VIII. L'« ÉCONOMIE DE GUERRE » : PASSER DES MOTS AUX ACTES

Si l'expression d' « économie de guerre » a le mérite d'impulser une dynamique, elle est excessive, voire trompeuse, au regard des objectifs poursuivis et, surtout, des résultats obtenus à ce jour.

Sans engagements fermes de l'État, sans contrats-cadres pluriannuels, les industriels continuent à dépendre de l'exportation et ne bénéficient pas de la visibilité nécessaire pour se préparer le cas échéant à monter en puissance . Un engagement sur des volumes permet d'obtenir, en outre, des économies d'échelle, ce que ne permettent pas des commandes fragmentées. En reportant l'effort à la prochaine LPM, nous avons déjà perdu au moins un an. Or la remobilisation de l'industrie, la relance de la production sont cruciales pour répondre à une demande croissante. C'est d'autant plus nécessaire que certaines industries concurrentes sont, quant à elles, bien présentes et prêtes à assurer un recomplètement rapide des stocks d'équipements livrés à l'Ukraine (États-Unis, Corée du sud...). Le risque, à défaut, est celui de la marginalisation de l'industrie française .

En outre, plusieurs verrous doivent être levés :

- La simplification des procédures et des normes , la réduction des exigences documentaires sont des priorités : il est possible de qualifier beaucoup plus rapidement des produits néanmoins sûrs et fiables, et d'accélérer ainsi considérablement les programmes.

- Des relocalisations sont nécessaires. C'est le cas pour les poudres propulsives.

- L'État doit s'impliquer avec les industriels dans la constitution de stocks stratégiques , mutualisés, autant que possible, entre secteurs industriels.

- En cas de crise, un dispositif doit permettre à l'industrie de défense d'être approvisionnée en priorité .

- Les entreprises de la BITD sont confrontées à une pénurie de main d'oeuvre . En 2022, 86% des entreprises du secteur de la défense terrestre anticipaient des difficultés pour recruter. Un grand plan interministériel de revalorisation des métiers industriels est nécessaire. L'industrie, et en particulier l'industrie de défense, est partie prenante de la souveraineté.

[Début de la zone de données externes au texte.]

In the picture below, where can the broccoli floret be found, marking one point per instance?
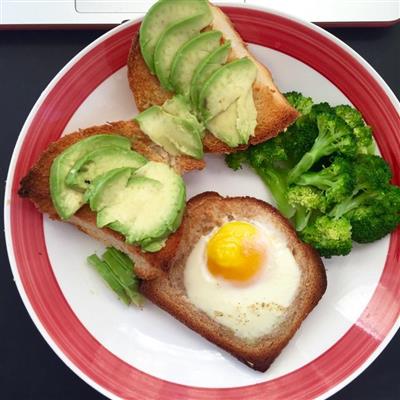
(362, 132)
(236, 160)
(306, 200)
(334, 136)
(299, 138)
(330, 237)
(365, 142)
(299, 102)
(371, 174)
(352, 117)
(373, 221)
(336, 180)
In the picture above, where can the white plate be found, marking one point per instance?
(145, 354)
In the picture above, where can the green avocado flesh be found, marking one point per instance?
(236, 124)
(189, 56)
(225, 86)
(206, 68)
(99, 161)
(180, 107)
(160, 16)
(66, 200)
(177, 135)
(171, 40)
(145, 205)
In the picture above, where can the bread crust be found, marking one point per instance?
(274, 113)
(203, 213)
(35, 186)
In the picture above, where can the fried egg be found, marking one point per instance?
(244, 276)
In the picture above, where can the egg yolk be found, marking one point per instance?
(235, 252)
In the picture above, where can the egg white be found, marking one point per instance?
(251, 309)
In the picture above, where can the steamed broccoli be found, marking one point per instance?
(324, 176)
(334, 135)
(363, 133)
(375, 219)
(306, 200)
(330, 237)
(336, 180)
(299, 138)
(371, 174)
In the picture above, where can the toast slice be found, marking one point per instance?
(274, 113)
(203, 213)
(35, 186)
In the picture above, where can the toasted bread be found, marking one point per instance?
(203, 213)
(274, 113)
(35, 186)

La mise en place d'une réserve industrielle de défense pourrait être l'un des fers de lance de cette stratégie.

- Les entreprises de la BITD sont confrontées à une pénurie de financements : le soutien des acteurs financiers privés est indispensable, pour passer à l'échelle de l' « économie de guerre », ce qui implique une vigilance particulière vis-à-vis des initiatives réglementaires européennes (de type écolabel, taxonomie). Le risque à l'image doit s'inverser , en valorisant les activités de souveraineté et de défense. La guerre d'Ukraine souligne toute la légitimité d'une telle démarche.